Quelles sont les conséquences en terme de prise en charge par l’assurance ?

Les conséquences peuvent être importantes puisque la garantie de parfait achèvement relève de la responsabilité contractuelle et n’est pas couverte par les polices d’assurance, contrairement à la responsabilité décennale qui fait l’objet d’une obligation d’assurance.
Les travaux de reprise resteront donc à la charge de l’entrepreneur ce qui peut représenter un coût important.

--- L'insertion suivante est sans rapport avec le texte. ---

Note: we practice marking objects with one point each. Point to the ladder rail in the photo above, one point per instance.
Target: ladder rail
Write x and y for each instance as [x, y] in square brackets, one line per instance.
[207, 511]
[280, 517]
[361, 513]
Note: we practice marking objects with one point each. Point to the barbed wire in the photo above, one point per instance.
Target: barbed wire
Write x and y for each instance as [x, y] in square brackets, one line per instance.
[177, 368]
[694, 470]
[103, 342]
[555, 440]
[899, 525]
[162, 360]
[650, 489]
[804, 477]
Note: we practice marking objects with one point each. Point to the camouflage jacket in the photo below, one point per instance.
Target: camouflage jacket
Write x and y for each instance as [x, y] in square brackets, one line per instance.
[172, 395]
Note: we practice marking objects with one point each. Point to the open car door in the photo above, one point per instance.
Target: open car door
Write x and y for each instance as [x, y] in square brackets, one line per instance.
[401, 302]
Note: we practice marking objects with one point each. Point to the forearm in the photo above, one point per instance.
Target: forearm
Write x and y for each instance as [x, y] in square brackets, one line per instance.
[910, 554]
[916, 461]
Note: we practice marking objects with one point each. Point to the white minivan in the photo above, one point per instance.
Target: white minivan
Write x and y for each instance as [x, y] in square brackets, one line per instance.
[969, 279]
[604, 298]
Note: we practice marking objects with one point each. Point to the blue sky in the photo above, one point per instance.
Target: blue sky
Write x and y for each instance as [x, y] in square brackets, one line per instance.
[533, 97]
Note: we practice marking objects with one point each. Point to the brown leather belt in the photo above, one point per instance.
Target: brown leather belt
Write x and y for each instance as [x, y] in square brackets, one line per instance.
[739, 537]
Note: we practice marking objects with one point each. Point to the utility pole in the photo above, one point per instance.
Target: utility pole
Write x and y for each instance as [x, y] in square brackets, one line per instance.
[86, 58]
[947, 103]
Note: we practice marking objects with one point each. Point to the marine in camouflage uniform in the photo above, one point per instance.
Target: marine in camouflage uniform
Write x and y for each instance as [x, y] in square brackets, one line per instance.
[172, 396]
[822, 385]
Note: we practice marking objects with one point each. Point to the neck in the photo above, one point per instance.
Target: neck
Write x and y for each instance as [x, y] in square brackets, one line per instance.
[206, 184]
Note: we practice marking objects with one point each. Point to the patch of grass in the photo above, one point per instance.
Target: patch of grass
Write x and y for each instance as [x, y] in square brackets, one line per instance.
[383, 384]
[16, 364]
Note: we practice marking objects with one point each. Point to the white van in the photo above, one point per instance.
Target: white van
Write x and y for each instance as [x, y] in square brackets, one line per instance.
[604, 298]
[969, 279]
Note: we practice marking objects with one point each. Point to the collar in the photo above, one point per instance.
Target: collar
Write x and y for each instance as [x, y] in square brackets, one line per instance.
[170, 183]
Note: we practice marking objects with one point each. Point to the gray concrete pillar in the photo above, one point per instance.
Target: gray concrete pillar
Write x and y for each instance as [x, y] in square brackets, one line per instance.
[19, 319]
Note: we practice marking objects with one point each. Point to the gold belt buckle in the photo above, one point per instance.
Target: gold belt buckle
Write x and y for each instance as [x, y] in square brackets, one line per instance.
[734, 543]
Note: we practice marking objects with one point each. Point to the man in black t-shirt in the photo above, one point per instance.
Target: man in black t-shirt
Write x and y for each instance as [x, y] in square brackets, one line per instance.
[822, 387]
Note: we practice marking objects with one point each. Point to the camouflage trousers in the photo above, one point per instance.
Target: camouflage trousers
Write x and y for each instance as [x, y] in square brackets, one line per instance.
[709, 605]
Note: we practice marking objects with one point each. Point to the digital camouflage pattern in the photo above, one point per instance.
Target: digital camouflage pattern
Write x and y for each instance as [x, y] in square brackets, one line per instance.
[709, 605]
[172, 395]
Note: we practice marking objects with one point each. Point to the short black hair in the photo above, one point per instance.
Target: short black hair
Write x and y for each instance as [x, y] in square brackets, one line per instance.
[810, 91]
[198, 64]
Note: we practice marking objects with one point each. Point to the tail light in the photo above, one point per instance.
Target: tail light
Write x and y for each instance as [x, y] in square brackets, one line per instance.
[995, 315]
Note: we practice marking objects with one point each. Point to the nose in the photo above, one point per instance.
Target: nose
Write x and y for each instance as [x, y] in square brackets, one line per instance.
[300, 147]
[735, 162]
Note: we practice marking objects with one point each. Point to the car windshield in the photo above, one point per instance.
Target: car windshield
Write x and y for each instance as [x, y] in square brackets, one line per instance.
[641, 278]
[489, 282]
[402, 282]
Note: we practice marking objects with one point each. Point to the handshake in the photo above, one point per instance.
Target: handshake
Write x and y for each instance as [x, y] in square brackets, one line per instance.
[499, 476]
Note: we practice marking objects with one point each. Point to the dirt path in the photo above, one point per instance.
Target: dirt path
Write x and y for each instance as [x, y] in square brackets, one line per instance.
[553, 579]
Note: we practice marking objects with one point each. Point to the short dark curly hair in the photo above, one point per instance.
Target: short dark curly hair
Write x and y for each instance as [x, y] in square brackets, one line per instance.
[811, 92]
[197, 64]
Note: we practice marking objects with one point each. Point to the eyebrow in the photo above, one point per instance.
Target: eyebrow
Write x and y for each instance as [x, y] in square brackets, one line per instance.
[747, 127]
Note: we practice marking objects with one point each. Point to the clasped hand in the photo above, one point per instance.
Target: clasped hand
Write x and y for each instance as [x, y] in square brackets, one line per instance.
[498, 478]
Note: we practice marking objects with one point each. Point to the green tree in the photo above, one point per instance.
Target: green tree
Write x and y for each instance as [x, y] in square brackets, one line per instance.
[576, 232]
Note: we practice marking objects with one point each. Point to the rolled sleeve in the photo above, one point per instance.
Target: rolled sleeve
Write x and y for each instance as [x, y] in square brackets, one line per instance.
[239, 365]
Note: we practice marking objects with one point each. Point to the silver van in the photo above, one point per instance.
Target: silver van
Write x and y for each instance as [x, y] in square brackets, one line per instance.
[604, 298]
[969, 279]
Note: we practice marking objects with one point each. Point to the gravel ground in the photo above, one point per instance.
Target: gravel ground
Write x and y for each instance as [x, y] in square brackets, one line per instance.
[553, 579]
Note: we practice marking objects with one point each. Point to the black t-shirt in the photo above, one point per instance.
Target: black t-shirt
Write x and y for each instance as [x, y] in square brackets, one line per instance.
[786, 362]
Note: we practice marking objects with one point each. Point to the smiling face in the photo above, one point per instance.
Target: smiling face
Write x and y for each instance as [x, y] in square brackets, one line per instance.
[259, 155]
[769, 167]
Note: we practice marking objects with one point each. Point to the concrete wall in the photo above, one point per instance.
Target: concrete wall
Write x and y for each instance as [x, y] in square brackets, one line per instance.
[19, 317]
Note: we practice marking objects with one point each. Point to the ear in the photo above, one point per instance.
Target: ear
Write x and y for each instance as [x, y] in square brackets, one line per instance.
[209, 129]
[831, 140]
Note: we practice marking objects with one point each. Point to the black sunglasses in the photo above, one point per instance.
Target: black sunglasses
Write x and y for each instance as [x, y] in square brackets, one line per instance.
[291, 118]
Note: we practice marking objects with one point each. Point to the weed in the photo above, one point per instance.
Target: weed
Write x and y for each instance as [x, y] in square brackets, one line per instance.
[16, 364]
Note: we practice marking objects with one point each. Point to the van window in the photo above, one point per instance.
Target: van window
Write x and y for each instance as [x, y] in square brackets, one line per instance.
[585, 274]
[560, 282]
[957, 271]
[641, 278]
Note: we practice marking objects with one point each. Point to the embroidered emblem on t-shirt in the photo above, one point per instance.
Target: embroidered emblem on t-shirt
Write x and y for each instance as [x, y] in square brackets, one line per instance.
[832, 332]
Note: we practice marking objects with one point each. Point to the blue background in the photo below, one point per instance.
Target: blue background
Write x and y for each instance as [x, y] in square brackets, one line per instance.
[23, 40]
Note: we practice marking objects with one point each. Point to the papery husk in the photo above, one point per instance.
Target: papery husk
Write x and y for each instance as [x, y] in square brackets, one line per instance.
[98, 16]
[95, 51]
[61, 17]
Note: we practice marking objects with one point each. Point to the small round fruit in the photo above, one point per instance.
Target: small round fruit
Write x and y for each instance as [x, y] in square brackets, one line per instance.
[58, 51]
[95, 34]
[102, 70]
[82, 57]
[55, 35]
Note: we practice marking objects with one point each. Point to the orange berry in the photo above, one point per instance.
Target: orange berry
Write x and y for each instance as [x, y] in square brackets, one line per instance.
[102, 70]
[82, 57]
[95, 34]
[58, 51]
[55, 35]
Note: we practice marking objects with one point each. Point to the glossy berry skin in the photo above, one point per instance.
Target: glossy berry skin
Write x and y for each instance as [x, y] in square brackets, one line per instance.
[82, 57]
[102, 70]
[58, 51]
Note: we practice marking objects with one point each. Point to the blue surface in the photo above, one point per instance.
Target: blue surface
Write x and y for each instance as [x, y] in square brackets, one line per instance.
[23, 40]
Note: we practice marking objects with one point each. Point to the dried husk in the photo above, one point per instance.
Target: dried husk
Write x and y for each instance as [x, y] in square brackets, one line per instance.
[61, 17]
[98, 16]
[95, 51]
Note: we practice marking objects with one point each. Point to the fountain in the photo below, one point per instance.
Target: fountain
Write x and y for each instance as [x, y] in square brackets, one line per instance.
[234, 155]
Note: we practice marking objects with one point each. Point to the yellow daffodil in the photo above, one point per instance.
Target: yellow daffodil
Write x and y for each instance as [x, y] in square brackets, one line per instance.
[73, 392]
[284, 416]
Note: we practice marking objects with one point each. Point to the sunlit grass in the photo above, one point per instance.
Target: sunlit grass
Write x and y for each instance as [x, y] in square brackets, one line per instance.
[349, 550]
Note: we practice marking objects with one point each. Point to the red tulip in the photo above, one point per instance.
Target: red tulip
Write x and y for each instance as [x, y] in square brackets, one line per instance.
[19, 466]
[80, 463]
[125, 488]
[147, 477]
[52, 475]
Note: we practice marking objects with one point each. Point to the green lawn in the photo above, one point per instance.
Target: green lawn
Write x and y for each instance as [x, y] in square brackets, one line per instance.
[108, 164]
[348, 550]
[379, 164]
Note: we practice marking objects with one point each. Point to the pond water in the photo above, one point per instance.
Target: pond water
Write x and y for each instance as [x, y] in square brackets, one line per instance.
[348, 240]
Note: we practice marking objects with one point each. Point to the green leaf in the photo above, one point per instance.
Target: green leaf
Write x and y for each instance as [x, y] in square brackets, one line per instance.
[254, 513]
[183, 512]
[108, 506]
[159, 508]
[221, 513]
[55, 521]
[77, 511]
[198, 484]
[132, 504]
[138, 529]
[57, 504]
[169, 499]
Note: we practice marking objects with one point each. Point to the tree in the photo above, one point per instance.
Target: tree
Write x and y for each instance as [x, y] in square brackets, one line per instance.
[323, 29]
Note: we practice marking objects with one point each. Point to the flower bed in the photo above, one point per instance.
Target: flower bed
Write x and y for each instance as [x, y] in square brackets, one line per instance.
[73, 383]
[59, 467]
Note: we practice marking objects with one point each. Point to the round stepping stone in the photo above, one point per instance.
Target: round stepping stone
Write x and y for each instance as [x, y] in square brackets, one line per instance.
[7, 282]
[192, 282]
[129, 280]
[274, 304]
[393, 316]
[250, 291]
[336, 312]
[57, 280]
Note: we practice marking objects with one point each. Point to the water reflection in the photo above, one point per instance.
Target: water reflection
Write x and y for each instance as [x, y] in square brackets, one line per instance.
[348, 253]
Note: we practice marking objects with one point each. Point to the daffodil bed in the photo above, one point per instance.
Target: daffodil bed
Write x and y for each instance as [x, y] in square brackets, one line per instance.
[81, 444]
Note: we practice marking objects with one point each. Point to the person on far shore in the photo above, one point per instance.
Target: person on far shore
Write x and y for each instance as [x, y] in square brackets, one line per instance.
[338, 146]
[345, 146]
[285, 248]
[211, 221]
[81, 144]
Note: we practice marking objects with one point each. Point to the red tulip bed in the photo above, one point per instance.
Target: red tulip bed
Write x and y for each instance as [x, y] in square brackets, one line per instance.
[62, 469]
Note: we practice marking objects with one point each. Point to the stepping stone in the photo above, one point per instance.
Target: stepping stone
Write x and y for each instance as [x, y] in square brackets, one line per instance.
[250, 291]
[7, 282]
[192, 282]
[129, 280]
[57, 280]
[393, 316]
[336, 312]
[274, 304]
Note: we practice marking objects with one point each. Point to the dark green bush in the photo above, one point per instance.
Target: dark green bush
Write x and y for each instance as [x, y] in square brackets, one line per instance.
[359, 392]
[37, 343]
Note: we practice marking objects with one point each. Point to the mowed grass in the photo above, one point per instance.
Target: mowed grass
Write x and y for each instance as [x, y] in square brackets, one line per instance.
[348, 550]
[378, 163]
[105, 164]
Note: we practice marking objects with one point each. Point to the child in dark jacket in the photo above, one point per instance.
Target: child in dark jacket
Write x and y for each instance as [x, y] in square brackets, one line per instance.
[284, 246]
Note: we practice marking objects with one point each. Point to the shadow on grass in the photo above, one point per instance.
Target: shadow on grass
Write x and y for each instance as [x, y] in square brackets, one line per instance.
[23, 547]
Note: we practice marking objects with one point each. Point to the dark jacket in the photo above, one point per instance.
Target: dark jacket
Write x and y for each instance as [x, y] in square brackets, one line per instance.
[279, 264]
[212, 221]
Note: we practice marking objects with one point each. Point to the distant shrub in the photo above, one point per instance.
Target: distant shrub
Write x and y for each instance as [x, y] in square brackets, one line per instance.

L’exécution des travaux de reprise.

Il n’existe pas de règles précises en la matière. Cependant, il est indispensable de consigner par écrit la liste des travaux qui devront être exécutés, les délais à respecter et une fois ceux-ci réalisés faire signer un constat de levée de réserves.
En l’absence d’accord entre les parties ou en cas de non-respect des délais convenus et après mise en demeure restée sans réponse, les travaux de réfection peuvent être effectués, aux frais et risques de l’entrepreneur défaillant.
En cas de refus du client de lever les réserves malgré la réalisation des travaux, il est conseillé de le faire constater judiciairement.

Marchés publics

La garantie de parfait achèvement existe aussi dans ce type de marché et elle est prévue à l’article 44-1 du cahier des clauses administratives générales (CCAG) tel qu’il est prévu par le décret du 21 janvier 1976 dans l’attente d’un nouveau CCAG conforme aux dispositions du nouveau code des marchés publics.
Elle est d’une durée de 1 an sauf stipulation différente à compter de la réception de travaux ou de 6 mois à compter de cette date si le marché ne concerne que des travaux d’entretien ou des terrassements.
Dans le cadre des marchés publics, l’obligation de parfait achèvement est beaucoup plus précise puisque l’entrepreneur doit :
– exécuter les travaux et prestations éventuels de finition ou de reprise objet des réserves figurant sur le procès verbal de réception des travaux ;
– remédier à tous les désordres signalés par le maître de l’ouvrage ou le maître d’œuvre, de telle sorte que l’ouvrage soit conforme à l’état où il était lors de la réception ou après correction des imperfections constatées lors de celle-ci ;
– procéder, le cas échéant, aux travaux confortatifs ou modificatifs dont la nécessité serait apparue à l’issue des épreuves effectuées conformément au CCAP ;
– remettre au maître d’œuvre les plans des ouvrages conformes à l’exécution.

Conclusion

Très souvent ignorée car totalement éclipsée par la garantie décennale, la garantie de parfait d’achèvement n’en demeure pas moins l’une des spécificités du régime de responsabilité des constructeurs d’ouvrage de Bâtiment.
Elle constitue une sorte de « service après-vente » d’une durée d’un an pour les désordres dont la gravité ne remet pas en cause la pérennité de l’ouvrage.
Cependant, même si ces désordres sont de faible importance et souvent de nature esthétique, ils peuvent avoir de lourdes conséquences pour l’entrepreneur.
En effet, ils ne sont pas le plus généralement couverts par les contrats d’assurance et les travaux de reprise demeurent à la charge de l’entrepreneur.
Ainsi, pourront être concernées par exemple la reprise d’une couverture suite à des coulures sur les tuiles ou ardoises sans que soit concernée l’étanchéité de la toiture ou la reprise d’un enduit suite à la présence de fissures non infiltrantes, travaux dont le coût est loin d’être négligeable.